Kevin Smith, the Bronx DJ and rapper known as Lovebug Starski who is often credited with coining the term “hip-hop,” died Thursday at 57 following a heart attack in Las Vegas. His daughter, Tiffany, confirmed Smith’s death to Rolling Stone.
Smith was among a core group of DJ pioneers, including DJ Kool Herc, Afrika Bambaataa, Grandmaster Flash and Grand Wizard Theodore, who shaped hip-hop’s parameters in the days before recorded rap in the 1970s. Known for peppering his sets with chants and catchphrases like “make money money, make money money money,” Smith helped define the school of dee-jaying that would come to be known as “party rocking.”
While the exact origin of the term has been disputed, Lovebug Starski has been widely credited with coining the term “hip-hop” by incorporating the phrase in his rhymes. Sylvia Robinson reportedly got the idea to record rap music and start her label Sugar Hill Records when she heard Starski at a party.
Public Enemy Chuck D paid tribute to Smith: “Lovebug Starski was A DJ, MC and innovator. A pioneer who excelled before and after the recording line of ’79, the year when rap records began,” he told Pitchfork. “He was the first double trouble threat in Hip Hop and rap music. He DJ’ed for the great MCs and MC’ed with the great DJs. Besides Grandmaster Flash & The Furious Five, Lovebug Starski was one of the few that took his legendary street records status into the recording world.”
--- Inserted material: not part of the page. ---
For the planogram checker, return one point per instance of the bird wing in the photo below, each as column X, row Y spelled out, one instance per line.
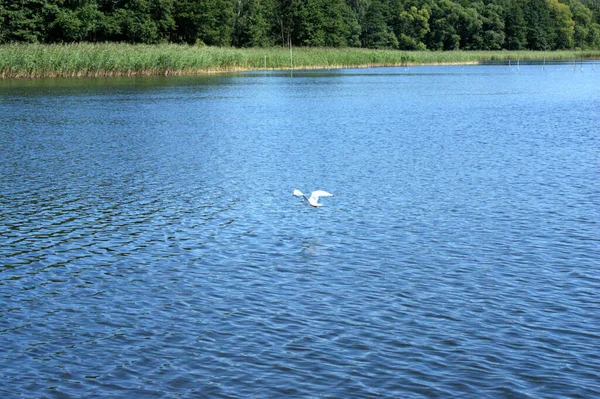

“What set him apart was he was able to DJ and talk on the mic, and do both at the same time, and he was really really good at this,” Grandmaster Flash told Rolling Stone. “He played an extremely important role in the development of this. We all do it now, talk on the mic and DJ same time, but in the hip-hop world, Starski was probably the first to handle it.”
Around 1978, Smith joined Flash and other hip-hop pioneers at Disco Fever, the Bronx nightclub seen in the seminal hip-hop movie Krush Groove, where he remained a resident DJ through the mid-1980s. As an artist, he released his first single ‘Positive Life,’ credited to Love Bug Starski and the Harlem World Crew, for Harlem’s Tay-Ster Records in 1981.
Additional singles ‘You’ve Gotta Believe’ (backed on its B-side with the better known ‘Live At The Disco Fever’) and ‘Do the Right Thing’ followed through Fever Records, a label operated by Disco Fever owner Sal Abbatiello, in 1983 and 1984, respectively. In 1985, Smith contributed several tracks to the soundtrack for Cannon Films’ Rappin’ starring Mario Van Peebles. His lone album, House Rocker – including the single ‘Amityville (The House On The Hill)’ – would be his final commercial release, in 1986.